Спеть перед этой весёлой толпой «Нищую» Беранже.
Бывало, бедный не боится
Придти за милостыней к ней.
Она-ж просить у вас стыдится…
Подайте, Христа ради, ей!
И при словах «Христа ради» несчастный Давыдов махнул рукой, расплакался и ушёл с эстрады.
Через день он сидел у того же самого Кюба; оживлённый, и объяснял, что с ним случилось:
— Я, брат, привык петь, чтобы муху было слышно, как пролетит! В храме! А тут вилками, ножами стучат! Всякий артист сбежит.
Он мог расплакаться над романсом, но легкомысленно пройти мимо трагедии своей жизни.
Было бы соблазнительно написать контраст:
Блестящее начало и ужасный конец.
Но это была бы неправда.
Я видел «казнь артистов».
При мне в Москве был освистан старик Нодэн в опере, ему посвящённой, в «Африканке».
Старик умирал от голода и должен был петь, когда ему трудно было даже говорить.
Ничего подобного Давыдову, слава богу, не довелось пережить.
Судьба хранила своего баловня.
И его биография, редкая биография:
Счастливца на земле.
Семья Давыдова была обеспечена.
Когда через его руки проходили большие деньги, один из его родственников отнял у «беспутного Саши» несколько десятков тысяч и открыл магазин, который вполне обеспечил жизнь семьи и воспитание законных детей.
Незаконным он передал вместе с кровью чудный талант — пение.
Всё устроилось в жизни отлично.
У «беспутного Саши» был и свой угол, и кусок хлеба.
Тёплый угол и кусок хлеба с маслом.
Хороший кабинет в отличной квартире, где он мог передохнуть от бурной жизни, и вкусным обедом с бутылкой кахетинского, которое он пил после ресторанного шампанского с неизменным умилением:
— А? Говорят, бургонское? А разве с кахетинским сравнить можно? Своего не умеем ценить!
И иногда от умиления плакал.
Всё необходимое было.
А на «легкомыслие» он должен был промышлять.
И промышлял.
Жил, как птица небесная.
То вдруг занимался делами.
— Я, брат, теперь коммерцией занимаюсь.

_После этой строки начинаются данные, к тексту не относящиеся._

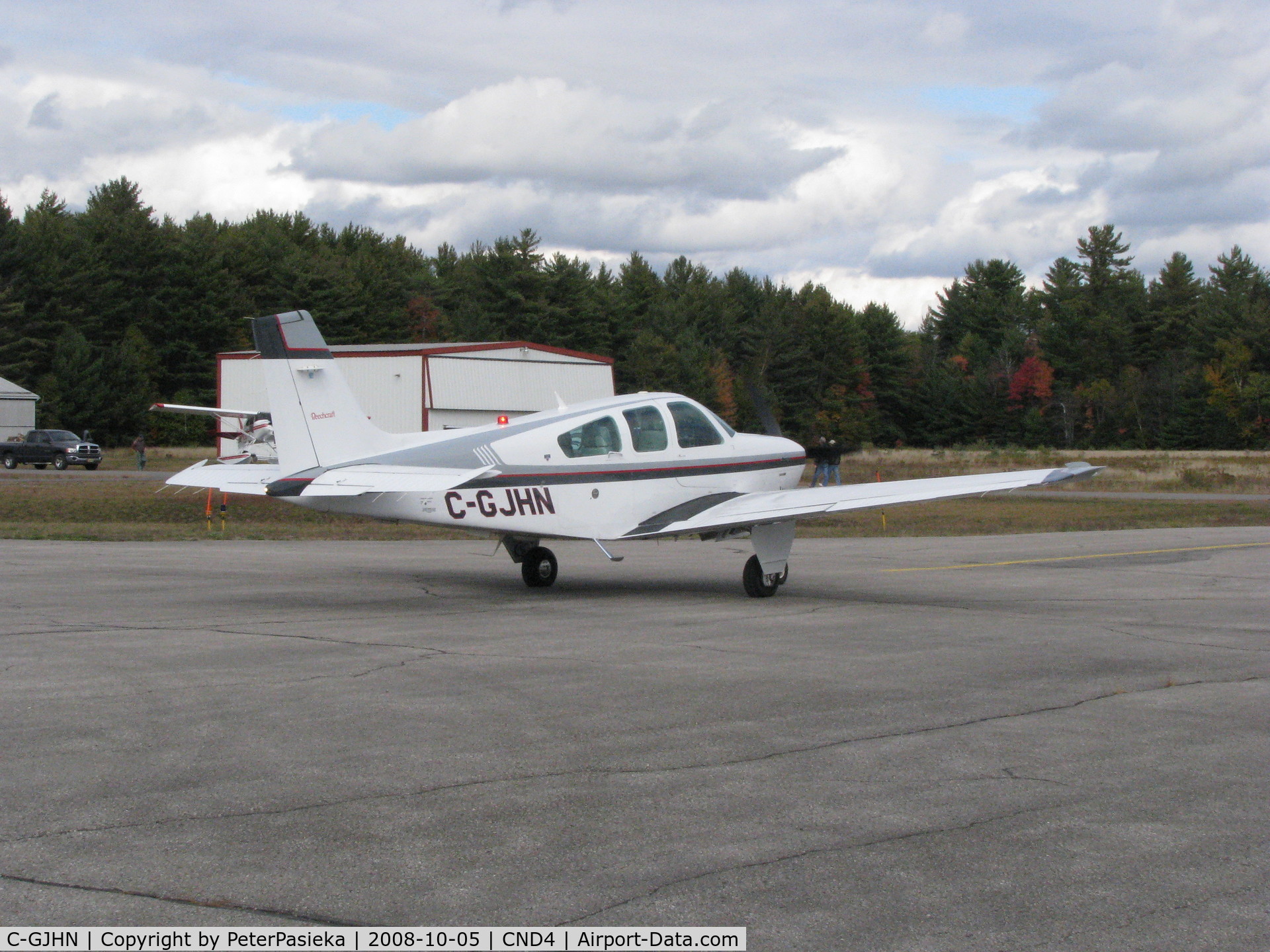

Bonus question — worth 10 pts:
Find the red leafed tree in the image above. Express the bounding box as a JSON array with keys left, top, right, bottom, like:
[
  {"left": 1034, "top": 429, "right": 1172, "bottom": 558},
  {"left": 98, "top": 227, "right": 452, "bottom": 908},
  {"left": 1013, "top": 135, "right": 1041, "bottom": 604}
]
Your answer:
[{"left": 1009, "top": 354, "right": 1054, "bottom": 406}]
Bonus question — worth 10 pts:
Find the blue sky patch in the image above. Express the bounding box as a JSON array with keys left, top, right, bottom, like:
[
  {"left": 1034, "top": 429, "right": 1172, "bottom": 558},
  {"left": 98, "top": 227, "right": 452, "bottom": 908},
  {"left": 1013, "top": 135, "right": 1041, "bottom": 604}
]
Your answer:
[
  {"left": 921, "top": 87, "right": 1050, "bottom": 122},
  {"left": 277, "top": 100, "right": 417, "bottom": 130}
]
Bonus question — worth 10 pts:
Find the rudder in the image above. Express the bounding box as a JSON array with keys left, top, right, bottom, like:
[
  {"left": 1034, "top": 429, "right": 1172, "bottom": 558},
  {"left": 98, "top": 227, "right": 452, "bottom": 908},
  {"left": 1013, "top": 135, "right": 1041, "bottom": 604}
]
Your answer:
[{"left": 251, "top": 311, "right": 402, "bottom": 473}]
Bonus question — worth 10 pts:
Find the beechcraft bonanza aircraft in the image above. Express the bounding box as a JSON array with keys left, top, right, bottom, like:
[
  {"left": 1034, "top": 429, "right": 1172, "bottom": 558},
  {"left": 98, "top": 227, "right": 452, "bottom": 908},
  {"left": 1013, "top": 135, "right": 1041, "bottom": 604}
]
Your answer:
[{"left": 167, "top": 311, "right": 1101, "bottom": 598}]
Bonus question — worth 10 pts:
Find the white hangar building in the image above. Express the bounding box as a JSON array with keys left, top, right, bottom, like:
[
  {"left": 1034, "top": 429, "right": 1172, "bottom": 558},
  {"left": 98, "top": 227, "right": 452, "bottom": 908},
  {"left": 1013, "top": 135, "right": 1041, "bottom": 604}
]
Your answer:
[
  {"left": 0, "top": 377, "right": 40, "bottom": 440},
  {"left": 216, "top": 340, "right": 613, "bottom": 446}
]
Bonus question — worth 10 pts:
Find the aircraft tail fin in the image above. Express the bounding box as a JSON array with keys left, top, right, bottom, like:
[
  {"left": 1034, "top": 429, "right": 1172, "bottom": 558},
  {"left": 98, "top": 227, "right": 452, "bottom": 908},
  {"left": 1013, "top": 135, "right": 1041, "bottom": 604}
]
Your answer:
[{"left": 251, "top": 311, "right": 402, "bottom": 473}]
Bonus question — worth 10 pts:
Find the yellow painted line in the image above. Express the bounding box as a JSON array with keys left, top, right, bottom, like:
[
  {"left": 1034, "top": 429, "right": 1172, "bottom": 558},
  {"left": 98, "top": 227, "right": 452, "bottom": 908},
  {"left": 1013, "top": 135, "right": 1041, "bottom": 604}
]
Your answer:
[{"left": 882, "top": 542, "right": 1270, "bottom": 573}]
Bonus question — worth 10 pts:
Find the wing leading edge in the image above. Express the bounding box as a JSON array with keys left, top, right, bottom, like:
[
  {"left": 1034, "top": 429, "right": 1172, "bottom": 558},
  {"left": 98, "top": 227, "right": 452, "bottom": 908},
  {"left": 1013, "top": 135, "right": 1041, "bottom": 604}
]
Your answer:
[
  {"left": 626, "top": 463, "right": 1103, "bottom": 538},
  {"left": 167, "top": 461, "right": 497, "bottom": 496}
]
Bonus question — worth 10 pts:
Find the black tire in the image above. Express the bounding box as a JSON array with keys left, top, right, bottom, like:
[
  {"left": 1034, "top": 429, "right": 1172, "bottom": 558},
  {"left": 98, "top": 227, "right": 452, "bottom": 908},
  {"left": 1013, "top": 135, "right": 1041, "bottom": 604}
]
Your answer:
[
  {"left": 521, "top": 546, "right": 558, "bottom": 589},
  {"left": 740, "top": 556, "right": 790, "bottom": 598}
]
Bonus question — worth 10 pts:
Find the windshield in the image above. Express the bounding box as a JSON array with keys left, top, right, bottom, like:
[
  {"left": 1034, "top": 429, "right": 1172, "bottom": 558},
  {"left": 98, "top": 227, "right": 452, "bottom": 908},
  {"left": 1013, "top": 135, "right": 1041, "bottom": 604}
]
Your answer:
[
  {"left": 667, "top": 403, "right": 722, "bottom": 450},
  {"left": 556, "top": 416, "right": 622, "bottom": 458}
]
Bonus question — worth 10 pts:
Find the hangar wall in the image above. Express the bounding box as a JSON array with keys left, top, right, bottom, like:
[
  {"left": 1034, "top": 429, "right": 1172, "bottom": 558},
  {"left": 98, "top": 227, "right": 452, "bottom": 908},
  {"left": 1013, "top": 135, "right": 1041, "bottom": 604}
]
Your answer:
[{"left": 0, "top": 377, "right": 40, "bottom": 440}]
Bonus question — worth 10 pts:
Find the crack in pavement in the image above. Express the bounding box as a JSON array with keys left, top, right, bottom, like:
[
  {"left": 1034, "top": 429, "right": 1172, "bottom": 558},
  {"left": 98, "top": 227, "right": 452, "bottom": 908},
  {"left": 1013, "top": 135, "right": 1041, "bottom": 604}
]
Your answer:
[
  {"left": 1099, "top": 625, "right": 1270, "bottom": 653},
  {"left": 0, "top": 675, "right": 1266, "bottom": 846},
  {"left": 0, "top": 873, "right": 362, "bottom": 926},
  {"left": 556, "top": 800, "right": 1072, "bottom": 927}
]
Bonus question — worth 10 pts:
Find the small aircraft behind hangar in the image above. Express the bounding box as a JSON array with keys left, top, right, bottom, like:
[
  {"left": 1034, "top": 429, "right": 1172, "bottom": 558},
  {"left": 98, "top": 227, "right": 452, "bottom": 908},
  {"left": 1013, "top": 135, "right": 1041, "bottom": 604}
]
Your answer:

Распространяю шампанское «Кристалл».
Но, кажется, больше выпил этого шампанского чем распространил.
То вспоминал старое и ехал в провинцию давать концерты.
То просто занимал.
То кутил с приятелями.
Жил весело, как могут жить только беззаботные люди, и это истинно мудрое дитя!
Его, отлично одетого, весёлого, можно было встретить везде, где веселятся.
Только там, где веселятся.
За несколько дней до смерти его видели в скэтинг-ринге.
Он был беззаботен и весел, как дон Жуан на последнем ужине.
А каменный Командор уже подходил.
И стучали его тяжёлые шаги.
Счастье не слышит, когда они раздаются, — чёрт знает, где ждёт иногда Командор!
Он остановился на январском морозе, на петербургском ветру, у дверей залитого огнями скэтинг-ринга.
И когда «Саша Давыдов» выехал, шутя, остря, смеясь, в распахнутой шубе, с шапкой, надвинутой на ухо, а-ля-Мазини, с видом vieux marcheur’а, говорящего: «Ещё поживём!» —
Командор дохнул на него своим холодным дыханием.
Крупозное воспаление лёгких.
И вот:
Тихо туманное утро столицы.
По улице медленно дроги ползут.
Спи спокойным, детским сном, милый Саша.
Спасибо тебе за твои прелестные песни.
Да будет тебе земля легка, как легка была жизнь.